In the computer age of today, "pirated" software has become a new collectible. Those that accumulate aren't all bad, but there are issues that must be faced regarding responsible behavior.

Fast connections to the Internet, solar-system-sized hard drives, access to warez (a term for underground software) groups, Napster, binary newsgroups, and the thrill of proverbally getting "something for nothing" has brought about an explosion of interest in collecting software--computer programs, mp3s, and full length movies. In a very short time, one can amass a collection of entertainment that would take months to listen to and view, and programs likely decades to master--all worth thousands of dollars if purchased commercially.

Is this unethical and are these collectors bad? Well, yes and no. The time, R&D, and effort that goes into creating intellectual property needs reward to justify the expense and to motivate artists and programmers toward further development. Many sources for pirated software promote a "try and buy" attitude, clearly stating that if you enjoy the product, then purchase your own copy. I concur, particularly if one uses software in their profession, like I do.

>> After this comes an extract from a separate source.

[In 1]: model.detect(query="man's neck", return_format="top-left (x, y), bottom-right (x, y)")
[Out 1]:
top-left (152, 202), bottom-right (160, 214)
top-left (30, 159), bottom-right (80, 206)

However, most software collectors accumulate for nothing more than "bragging rights", and only have their collections to have them. Some collect to gain knowledge, while a few try to profit from their accumulations, which is truly where the line between collecting "ones and zeros" and breaking the law is crossed.

Those who download are not "dangerous"-- they're not "hackers" or "pirates"; they are simply individuals who enjoy taking advantage of what the electronic world has to offer.

After all, those who collect matchbooks aren't necessarily pyromaniacs.